When implementing the change feed processor the point of entry is always the monitored container, from a Container instance you call GetChangeFeedProcessorBuilder:

/// <summary>
/// Start the Change Feed Processor to listen for changes and process them with the HandleChangesAsync implementation.
/// </summary>
private static async Task<ChangeFeedProcessor> StartChangeFeedProcessorAsync(
    CosmosClient cosmosClient,
    IConfiguration configuration)
{
    string databaseName = configuration["SourceDatabaseName"];
    string sourceContainerName = configuration["SourceContainerName"];
    string leaseContainerName = configuration["LeasesContainerName"];

    Container leaseContainer = cosmosClient.GetContainer(databaseName, leaseContainerName);
    ChangeFeedProcessor changeFeedProcessor = cosmosClient.GetContainer(databaseName, sourceContainerName)
        .GetChangeFeedProcessorBuilder<ToDoItem>(processorName: "changeFeedSample", onChangesDelegate: HandleChangesAsync)
            .WithInstanceName("consoleHost")
            .WithLeaseContainer(leaseContainer)
            .Build();

    Console.WriteLine("Starting Change Feed Processor...");
    await changeFeedProcessor.StartAsync();
    Console.WriteLine("Change Feed Processor started.");
    return changeFeedProcessor;
}

Where the first parameter is a distinct name that describes the goal of this processor and the second name is the delegate implementation that handles changes. Following is an example of a delegate:

/// <summary>
/// The delegate receives batches of changes as they are generated in the change feed and can process them.
/// </summary>
static async Task HandleChangesAsync(
    ChangeFeedProcessorContext context,
    IReadOnlyCollection<ToDoItem> changes,
    CancellationToken cancellationToken)
{
    Console.WriteLine($"Started handling changes for lease {context.LeaseToken}...");
    Console.WriteLine($"Change Feed request consumed {context.Headers.RequestCharge} RU.");
    // SessionToken if needed to enforce Session consistency on another client instance
    Console.WriteLine($"SessionToken ${context.Headers.Session}");

    // We may want to track any operation's Diagnostics that took longer than some threshold
    if (context.Diagnostics.GetClientElapsedTime() > TimeSpan.FromSeconds(1))
    {
        Console.WriteLine($"Change Feed request took longer than expected. Diagnostics:" + context.Diagnostics.ToString());
    }

    foreach (ToDoItem item in changes)
    {
        Console.WriteLine($"Detected operation for item with id {item.id}, created at {item.creationTime}.");
        // Simulate some asynchronous operation
        await Task.Delay(10);
    }

    Console.WriteLine("Finished handling changes.");
}

Afterwards, you define the compute instance name or unique identifier with WithInstanceName, this should be unique and different in each compute instance you're deploying, and finally, which is the container to maintain the lease state with WithLeaseContainer.

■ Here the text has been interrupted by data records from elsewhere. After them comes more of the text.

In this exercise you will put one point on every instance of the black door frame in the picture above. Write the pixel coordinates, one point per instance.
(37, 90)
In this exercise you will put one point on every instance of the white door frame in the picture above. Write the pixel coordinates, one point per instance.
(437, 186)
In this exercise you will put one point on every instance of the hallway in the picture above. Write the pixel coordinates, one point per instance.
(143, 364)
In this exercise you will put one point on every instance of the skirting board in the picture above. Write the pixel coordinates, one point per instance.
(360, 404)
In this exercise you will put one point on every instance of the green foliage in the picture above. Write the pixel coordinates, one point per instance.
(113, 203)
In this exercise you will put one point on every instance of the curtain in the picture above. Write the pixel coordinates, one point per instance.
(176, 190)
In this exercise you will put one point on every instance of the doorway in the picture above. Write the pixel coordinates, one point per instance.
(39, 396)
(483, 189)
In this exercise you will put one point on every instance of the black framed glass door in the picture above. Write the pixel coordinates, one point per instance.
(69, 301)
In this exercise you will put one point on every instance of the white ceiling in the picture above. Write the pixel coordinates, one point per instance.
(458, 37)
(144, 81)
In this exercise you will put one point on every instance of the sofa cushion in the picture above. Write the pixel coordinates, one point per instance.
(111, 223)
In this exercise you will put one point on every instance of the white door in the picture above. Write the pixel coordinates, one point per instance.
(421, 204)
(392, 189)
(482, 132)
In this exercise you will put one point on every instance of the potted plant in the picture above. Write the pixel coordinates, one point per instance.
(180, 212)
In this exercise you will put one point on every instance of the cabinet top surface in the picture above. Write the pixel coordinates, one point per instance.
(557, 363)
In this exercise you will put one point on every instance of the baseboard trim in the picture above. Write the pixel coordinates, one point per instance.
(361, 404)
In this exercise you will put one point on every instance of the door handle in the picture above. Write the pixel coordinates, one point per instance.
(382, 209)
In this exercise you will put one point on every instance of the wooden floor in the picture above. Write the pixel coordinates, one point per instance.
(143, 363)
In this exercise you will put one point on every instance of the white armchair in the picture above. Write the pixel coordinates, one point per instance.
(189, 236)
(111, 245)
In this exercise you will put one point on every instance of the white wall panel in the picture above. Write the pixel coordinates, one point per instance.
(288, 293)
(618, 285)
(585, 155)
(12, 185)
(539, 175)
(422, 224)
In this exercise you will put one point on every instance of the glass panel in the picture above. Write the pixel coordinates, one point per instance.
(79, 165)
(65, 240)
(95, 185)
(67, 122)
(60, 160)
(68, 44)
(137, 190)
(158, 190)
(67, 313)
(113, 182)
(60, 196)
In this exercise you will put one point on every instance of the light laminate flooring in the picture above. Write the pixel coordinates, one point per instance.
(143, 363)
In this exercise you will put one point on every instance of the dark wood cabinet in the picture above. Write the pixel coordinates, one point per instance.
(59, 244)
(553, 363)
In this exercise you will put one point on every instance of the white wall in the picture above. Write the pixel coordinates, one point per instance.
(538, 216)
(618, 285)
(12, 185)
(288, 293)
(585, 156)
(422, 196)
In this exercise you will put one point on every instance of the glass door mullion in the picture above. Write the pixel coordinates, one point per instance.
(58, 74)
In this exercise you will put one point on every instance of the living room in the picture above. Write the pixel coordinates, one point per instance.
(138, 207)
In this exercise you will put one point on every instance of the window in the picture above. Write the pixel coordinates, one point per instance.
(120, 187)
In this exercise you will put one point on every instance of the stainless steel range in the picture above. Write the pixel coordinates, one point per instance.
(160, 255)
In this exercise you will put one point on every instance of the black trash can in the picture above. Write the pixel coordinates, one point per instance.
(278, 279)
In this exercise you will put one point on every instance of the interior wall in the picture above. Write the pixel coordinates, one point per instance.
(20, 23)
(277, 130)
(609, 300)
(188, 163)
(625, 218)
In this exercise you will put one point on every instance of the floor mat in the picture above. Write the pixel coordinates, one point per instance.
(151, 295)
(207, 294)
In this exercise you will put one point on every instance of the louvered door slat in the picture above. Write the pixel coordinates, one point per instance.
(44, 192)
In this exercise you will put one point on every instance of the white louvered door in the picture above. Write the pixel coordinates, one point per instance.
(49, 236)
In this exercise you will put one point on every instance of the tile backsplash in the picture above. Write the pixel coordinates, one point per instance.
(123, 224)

Calling Build gives you the processor instance that you can start by calling StartAsync.

The normal life cycle of a host instance is:

  1. Read the change feed.
  2. If there are no changes, sleep for a predefined amount of time (customizable with WithPollInterval in the Builder) and go to #1.
  3. If there are changes, send them to the delegate.
  4. When the delegate finishes processing the changes successfully, update the lease store with the latest processed point in time and go to #1.